Wildfire Narratives
Mentee:
Michael Russo
Metoring Team:
Alexandra Paige Fischer
Heidi Huber-Sterns
Identifying and Characterizing the Social Narratives of the Western Wildfire Challenges
A pragmatic approach to facilitate knowledge co-production’s aspirational principle of recognizing and legitimizing multiple understandings
Purpose
This research was motivated by a need to improve how collaborative environmental governance practices attend to multiple understandings. Specifically, two limitations include (1) a lack of an initial exploratory process for identifying and characterizing actors’ multiple understandings of complex sustainability challenges and (2) a lack of guidance on how practitioners should identify actors who can represent sufficiently diverse understandings of the challenge. This dissertation emphasizes approaches for addressing these limitations.
Research Questions:
How do influential key actors conceptualize the causes, impacts, solutions to the western wildfire challenge?
What research opportunities and needs to key actors identify as important?
What are the common narratives around the western wildfire challenge among key actors?
How are these narratives distributed across the population of key actors and what core beliefs explain these patterns?
How can an understanding of wildfire narratives inform facilitation of collaborative wildfire governance?
Approach
This research was motivated by a need to improve how collaborative environmental governance practices attend to multiple understandings. Specifically, two limitations include (1) a lack of an initial exploratory process for identifying and characterizing actors’ multiple understandings of complex sustainability challenges and (2) a lack of guidance on how practitioners should identify actors who can represent sufficiently diverse understandings of the challenge. This dissertation emphasizes approaches for addressing these limitations.

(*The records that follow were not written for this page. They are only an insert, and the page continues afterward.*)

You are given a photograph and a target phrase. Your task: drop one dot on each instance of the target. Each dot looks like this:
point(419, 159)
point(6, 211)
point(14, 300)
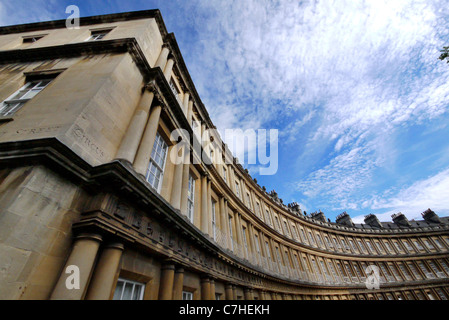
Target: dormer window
point(32, 88)
point(97, 35)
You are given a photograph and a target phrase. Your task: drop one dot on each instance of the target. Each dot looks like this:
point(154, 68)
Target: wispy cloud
point(344, 82)
point(432, 192)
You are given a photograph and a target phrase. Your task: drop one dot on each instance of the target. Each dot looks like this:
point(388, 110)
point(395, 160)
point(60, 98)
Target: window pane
point(137, 292)
point(127, 291)
point(118, 291)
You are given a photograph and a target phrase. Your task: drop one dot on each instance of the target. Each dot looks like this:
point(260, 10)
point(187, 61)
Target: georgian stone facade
point(81, 184)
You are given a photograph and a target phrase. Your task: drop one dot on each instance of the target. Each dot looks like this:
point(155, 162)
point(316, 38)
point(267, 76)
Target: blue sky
point(355, 89)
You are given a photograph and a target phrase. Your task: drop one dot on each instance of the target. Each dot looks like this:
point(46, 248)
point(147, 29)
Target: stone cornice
point(92, 20)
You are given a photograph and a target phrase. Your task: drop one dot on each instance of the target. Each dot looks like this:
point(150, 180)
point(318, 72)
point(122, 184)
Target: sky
point(354, 88)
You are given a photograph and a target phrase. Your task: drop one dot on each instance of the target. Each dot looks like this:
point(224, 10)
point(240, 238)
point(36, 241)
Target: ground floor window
point(187, 295)
point(128, 290)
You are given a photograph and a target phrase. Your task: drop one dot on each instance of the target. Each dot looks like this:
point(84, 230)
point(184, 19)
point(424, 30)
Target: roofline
point(91, 20)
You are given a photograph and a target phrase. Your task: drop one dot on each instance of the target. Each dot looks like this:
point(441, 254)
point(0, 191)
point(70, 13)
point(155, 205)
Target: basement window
point(128, 290)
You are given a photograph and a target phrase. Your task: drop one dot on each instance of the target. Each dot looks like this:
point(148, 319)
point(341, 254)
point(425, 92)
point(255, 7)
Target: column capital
point(116, 245)
point(179, 270)
point(89, 236)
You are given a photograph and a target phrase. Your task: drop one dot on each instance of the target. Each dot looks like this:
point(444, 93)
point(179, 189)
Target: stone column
point(130, 142)
point(168, 69)
point(238, 231)
point(226, 227)
point(178, 284)
point(83, 255)
point(190, 112)
point(223, 222)
point(229, 295)
point(143, 156)
point(209, 208)
point(247, 294)
point(176, 190)
point(166, 282)
point(205, 288)
point(104, 278)
point(162, 60)
point(185, 182)
point(212, 289)
point(185, 106)
point(204, 206)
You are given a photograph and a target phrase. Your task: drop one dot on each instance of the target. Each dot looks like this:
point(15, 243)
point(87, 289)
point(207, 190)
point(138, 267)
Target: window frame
point(24, 94)
point(134, 283)
point(156, 165)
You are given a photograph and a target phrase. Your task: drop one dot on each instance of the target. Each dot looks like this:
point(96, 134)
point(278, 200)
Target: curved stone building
point(92, 207)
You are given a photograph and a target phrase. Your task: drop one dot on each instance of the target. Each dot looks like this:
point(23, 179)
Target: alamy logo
point(257, 147)
point(73, 21)
point(373, 278)
point(73, 280)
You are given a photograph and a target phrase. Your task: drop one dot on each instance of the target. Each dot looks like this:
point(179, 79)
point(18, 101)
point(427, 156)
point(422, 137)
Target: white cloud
point(432, 192)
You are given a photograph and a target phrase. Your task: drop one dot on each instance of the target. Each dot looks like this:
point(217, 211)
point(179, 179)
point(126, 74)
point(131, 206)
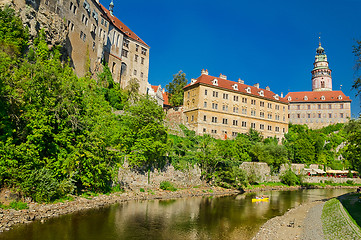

Comparison of email survey to workshop participants
Russo, M. (2022)
Findings
We conducted and analyzed semi-structured interviews with 60 thought leaders to identify the underlying conceptual frames that shape their views about the causes and impacts of the western wildfire problem and how society ought to address it. Based on those interviews, and reinforced by published documents, conferences, websites, podcasts, and films, we identified 9 distinct wildfire narratives, or depictions of the Western wildfire crisis. We illustrate these findings as a wheel summarizing key areas of commonality and differences across the narratives.
Russo, M. (2022)
Analysis
Our findings reveal significant friction driven by the underlying cognitive frames wildfire experts hold. However, the way experts talk about the crisis also reflects a blending across multiple narratives. In other words, experts describe more than one explanation for why we are facing a crisis and what society ought to do about it. This suggests that cultural, disciplinary, and political lines may be blurring, signaling an opportunity for establishing connections across historically divergent communities of practice. Ultimately, gaining a better understanding of the array of Western wildfire narratives may facilitate greater self-reflection and reconciliation in practice.
Key Findings and/or Recommendations for Practice
We identified nine social narratives about the western wildfire challenge: ‘Manage,’ ‘Adapt,’ ‘Revitalize,’ ‘Control,’ ‘Work,’ ‘Market,’ ‘Regulate,’ ‘Conserve.’ and ‘Justice.’
These nine narratives differ on four elements of the storylines – strategies, scales, frames, and language.
‘Manage,’ ‘Adapt,’ and ‘Revitalize’ narratives were more commonly held or dominant social narratives while ‘Control’ was less common.
Two factors explained about half of the variation among the respondents: (1) a view about the role of fire (a desire to control and minimize fire vs. a desire to utilize more fire) and (2) a preference for interventions in the forest vs. in communities.
Our findings suggest that actors’ understandings correspond and overlap with multiple social narratives and do not align with interest groups.